Mal começaram e a jovem médium, por meio da sua vidência, identificou a presença do Senhor P no recinto, absolutamente desesperado – exatamente como a Dona M posteriormente também constatou – diante da sua súbita desencarnação. As duas mulheres oraram e a imagem do Espírito desencarnado desvaneceu-se. Dona C confessou à Dona M que ela e a filha tiveram o desejo de ir à casa do Senhor P, mas não se sentiram à vontade, já que a família era de evangélicos e elas não queriam entrar em conflito.

O caso em apreço merece algumas observações à luz da doutrina espírita. Em primeiro lugar, ao desencarnar, o Senhor P imediatamente se desligou do corpo consciente do ocorrido (de alguma forma, Dona M captou a dor que o Senhor P sentiu). Como era uma pessoa de boa índole e íntegro, nada o prendeu aos despojos mortais, e a assistência dos dois lados da vida foi notável.

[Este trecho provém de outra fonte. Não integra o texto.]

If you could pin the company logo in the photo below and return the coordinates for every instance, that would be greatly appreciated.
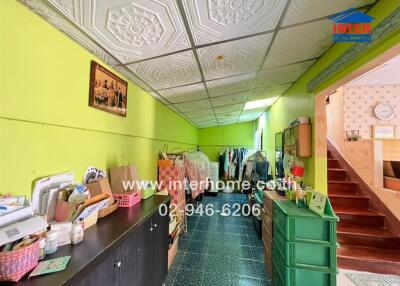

Nesse sentido, cabe lembrar algumas observações de Allan Kardec, na obra O Céu e o Inferno, capítulo 1, O Passamento, a saber: “A extinção da vida orgânica acarreta a separação da alma em consequência do rompimento do laço fluídico que a une ao corpo, mas essa separação nunca é brusca. O fluido perispiritual só pouco a pouco se desprende de todos os órgãos, de sorte que a separação só é completa e absoluta quando não mais reste um átomo do perispírito ligado a uma molécula do corpo. ‘A sensação dolorosa da alma, por ocasião da morte, está na razão direta da soma dos pontos de contato existentes entre o corpo e o perispírito, e, por conseguinte, também da maior ou menor dificuldade que apresenta o rompimento’. Não é preciso, portanto, dizer que, conforme as circunstâncias, a morte pode ser mais ou menos penosa. Estas circunstâncias é que nos cumpre examinar”.

Conclui-se, portanto, que a coesão entre o perispírito e o corpo do Senhor P já era inexistente, e, desta forma, o seu Espírito se libertou espontaneamente. Entretanto, Dona M foi intuída a dar um passe para a eliminação total do fluido vital do corpo do falecido a fim de que as entidades infelizes dele não se aproveitassem. A propósito, na obra Missionários da Luz, de autoria do Espírito André Luiz (psicografia de Francisco Cândido Xavier), capítulo 11, Intercessão, o benfeitor é esclarecido pelo mentor Alexandre que tais entidades “abusam de recém-desencarnados sem qualquer defesa ... nos primeiros dias que se sucedem à morte física, subtraindo-lhes as forças vitais depois de lhes explorarem o corpo grosseiro...”

Embora as venerandas entidades espirituais estivessem se referindo ao suicida Raul, a experiência aqui relatada demonstra que foi tomado exatamente o mesmo cuidado no caso do Senhor P. Este, por sinal, será certamente esclarecido – mercê do seu esforço e conduta no bem quando encarnado – com relação às forças do amor que foram mobilizadas em seu favor na sua despedida da vida material.